There is not really one thing to put a finger on and say this is why. A few reasons are you went to the school, from an area and fill a sense of pride. All of that trumps the NFL yet despite being a better product, college football is vastly popular. We will get in the action on Twitter to watch the weeknight #MACtion, a Sun Belt game, the late-night Hawaii game or even FCS playoffs. Just check Twitter on any college football night and people are interacting and talking about any and every game.

It also comes down to tradition such as the flyover at Air Force or its falcon that flies around the stadium, the various ridiculous trophy games out there and to the million other traditions that each and every school feel that they really do have the best or most unique tradition.

Before you read the next part make sure to click play on the YouTube video below and then read the excerpt from Bill Connelly's book, Study Hall.

"In Lincoln, Nebraska, 85,000 people make an incomprehensible amount of noise watching on an enormous jumbotron as 100 young men walk through a hallway.

In Columbia, South Carolina, old Southern men yell and wave towels to the pulsating beat of a nearly 15-year old song by Finnish trance DJ Darude.
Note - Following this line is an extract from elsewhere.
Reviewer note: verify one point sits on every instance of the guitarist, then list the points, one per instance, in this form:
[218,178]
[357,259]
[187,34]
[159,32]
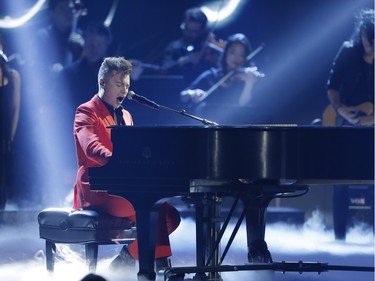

In Blacksburg, Virginia, engineering majors make an equal amount of noise following the opening notes to a classic rock song from Los Angeles-based Metallica.

In Madison, Wisconsin, after 45 minutes of play, the home crowd jumps along in disturbing unison to a decades-old song from faux-Irish rap group House of Pain. It is so fun you can occasionally catch members of the visiting team joining in on the sideline.

In Auburn, Alabama, a town of 53,000, up to 87,000 people show up to watch an eagle fly around a stadium. A retired eagle still hangs out on campus. (The team's nickname is the Tigers, by the way.) In Tallahassee, Florida, a student is given a scholarship to dress up as a Seminole chief, ride into Doak Campbell Stadium on a horse named Renegade, and plant a spear into the ground.

In Starkville, Mississippi, home fans clang cowbells incessantly, and they are the only fans in the country allowed to do so. This is a big deal. In Stillwater, Oklahoma, the Cowboy Marching Band plays "The Waving Song" after the home team scores. The fans don't clap along, of course; they wave.

In Clemson, South Carolina, the home team pats a rock and runs down a hill to thunderous applause. In College Station, Texas, proud Aggies cheer along with male yell leaders dressed like milkmen, repeating chants that you don't understand and nodding quietly to the collie graveyard on the north end of the stadium.2

In Shreveport, Louisiana, local Louisiana State fans show up at the Independence Bowl, a game in which their team isn't playing, just so they can get some tailgating practice. In Boise, Idaho, Utah State beats Toledo in the Famous Idaho Potato Bowl. The trophy they receive is basically a crystal bowl of potatoes. Winning this ridiculous trophy is one of the program's finest moments." -- Bill Connelly, Football Study Hall.

Rejoice that college football is finally here, and enjoy these next four months because they will fly by in a blink of an eye.